La saga martiale imaginée par Keisuke Itagaki est de retour avec une nouvelle adaptation animée, issue du manga Baki-Dō. Non dérivée, mais bien pensée comme une suite directe des saisons de Baki diffusées ces dernières années sur Netflix, Baki-Dou : le samouraï invincible prolonge l’univers déjà installé par la plateforme. La mise en ligne est fixée au 26 février, avec les 13 épisodes disponibles simultanément dès le premier jour.

Où se situe cette nouvelle saison dans la saga ?

Le récit prend place après l’arc Baki Hanma, qui mettait en scène l’affrontement central entre Baki et son père, Yujiro. Ce duel, point culminant de la quête initiée en 1991 dans Weekly Shōnen Champion, semblait refermer un cycle.

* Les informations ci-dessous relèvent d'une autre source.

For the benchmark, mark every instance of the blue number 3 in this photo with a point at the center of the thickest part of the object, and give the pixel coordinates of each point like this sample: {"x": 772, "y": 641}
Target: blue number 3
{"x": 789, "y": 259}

Baki-Dou : le samouraï invicible

La nouvelle saison choisit au contraire de relancer la dynamique. L’histoire est directement adaptée du cycle Baki-Dō publié entre 2014 et 2018, qui explore les conséquences d’un monde où le combat absolu a déjà eu lieu.

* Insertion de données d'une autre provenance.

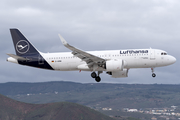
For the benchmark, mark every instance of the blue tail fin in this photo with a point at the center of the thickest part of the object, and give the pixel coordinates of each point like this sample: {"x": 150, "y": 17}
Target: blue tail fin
{"x": 22, "y": 46}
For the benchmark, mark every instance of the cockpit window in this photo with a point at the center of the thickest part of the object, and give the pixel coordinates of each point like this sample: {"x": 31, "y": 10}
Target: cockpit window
{"x": 163, "y": 53}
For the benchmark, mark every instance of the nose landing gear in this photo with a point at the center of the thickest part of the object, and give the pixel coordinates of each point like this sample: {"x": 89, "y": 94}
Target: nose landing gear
{"x": 94, "y": 75}
{"x": 153, "y": 74}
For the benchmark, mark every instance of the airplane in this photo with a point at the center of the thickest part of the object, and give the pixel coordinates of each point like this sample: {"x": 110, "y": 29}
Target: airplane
{"x": 114, "y": 62}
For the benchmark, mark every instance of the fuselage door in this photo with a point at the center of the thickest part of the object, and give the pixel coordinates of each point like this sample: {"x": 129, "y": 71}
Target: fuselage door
{"x": 152, "y": 54}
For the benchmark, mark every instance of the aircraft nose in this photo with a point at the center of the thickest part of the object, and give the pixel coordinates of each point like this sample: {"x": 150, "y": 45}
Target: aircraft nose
{"x": 172, "y": 59}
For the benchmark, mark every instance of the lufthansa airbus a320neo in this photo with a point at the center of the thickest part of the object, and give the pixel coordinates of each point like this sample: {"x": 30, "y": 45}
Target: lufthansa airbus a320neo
{"x": 114, "y": 62}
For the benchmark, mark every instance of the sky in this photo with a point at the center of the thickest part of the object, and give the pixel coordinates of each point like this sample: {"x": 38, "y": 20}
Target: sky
{"x": 91, "y": 25}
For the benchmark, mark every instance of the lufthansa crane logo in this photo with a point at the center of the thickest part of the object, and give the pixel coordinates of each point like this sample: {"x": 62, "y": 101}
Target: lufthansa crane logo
{"x": 22, "y": 46}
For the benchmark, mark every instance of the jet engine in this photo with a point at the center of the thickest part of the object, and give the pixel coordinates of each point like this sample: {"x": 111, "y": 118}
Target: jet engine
{"x": 119, "y": 74}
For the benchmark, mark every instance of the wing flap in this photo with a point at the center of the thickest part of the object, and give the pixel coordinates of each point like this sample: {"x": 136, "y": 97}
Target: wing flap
{"x": 17, "y": 57}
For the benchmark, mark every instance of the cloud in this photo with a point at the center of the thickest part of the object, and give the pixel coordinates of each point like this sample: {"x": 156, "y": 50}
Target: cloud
{"x": 91, "y": 25}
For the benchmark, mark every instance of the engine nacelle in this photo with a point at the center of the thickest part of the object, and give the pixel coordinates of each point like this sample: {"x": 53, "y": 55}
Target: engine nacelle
{"x": 119, "y": 74}
{"x": 115, "y": 65}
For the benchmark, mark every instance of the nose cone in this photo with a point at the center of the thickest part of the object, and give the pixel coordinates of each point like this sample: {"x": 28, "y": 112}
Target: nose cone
{"x": 172, "y": 60}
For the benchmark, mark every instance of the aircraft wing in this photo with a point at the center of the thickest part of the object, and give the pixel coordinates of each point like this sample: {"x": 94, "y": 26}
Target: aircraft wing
{"x": 90, "y": 59}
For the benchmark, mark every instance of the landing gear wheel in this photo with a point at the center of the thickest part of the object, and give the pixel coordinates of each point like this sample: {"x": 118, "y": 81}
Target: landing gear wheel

Baki et les figures de l’arène clandestine évoluent dans un vide stratégique, jusqu’à l’irruption d’une autre menace : Miyamoto Musashi, sabreur du XVIIe siècle. Ramené à la vie par un procédé scientifique, il confronte les combattants à une conception létale et archaïque du duel. L’introduction du sabre modifie l’équilibre établi par la série, traditionnellement centrée sur le corps-à-corps.

Qui a imaginé et réalisé la série ?

L’animation est assurée par TMS Entertainment, studio historique de l’animation japonaise déjà responsable des autres saisons. La réalisation est quant à elle confiée à Toshiki Hirano, sur un scénario de Tatsuhiko Urahata, avec un character design signé Shingo Ishikawa.

Baki-Dou : le samouraï invicible

Lancée en 1991, la franchise imaginée par Itagaki s’est structurée en plusieurs cycles successifs : Grappler Baki, Baki, Baki Hanma puis Baki-Dō. Tous gravitent autour de la rivalité entre Baki Hanma et Yujiro Hanma. Après un OVA en 1994 et une série télévisée au début des années 2000, la relance opérée par Netflix à partir de 2018 a largement contribué à internationaliser l’œuvre.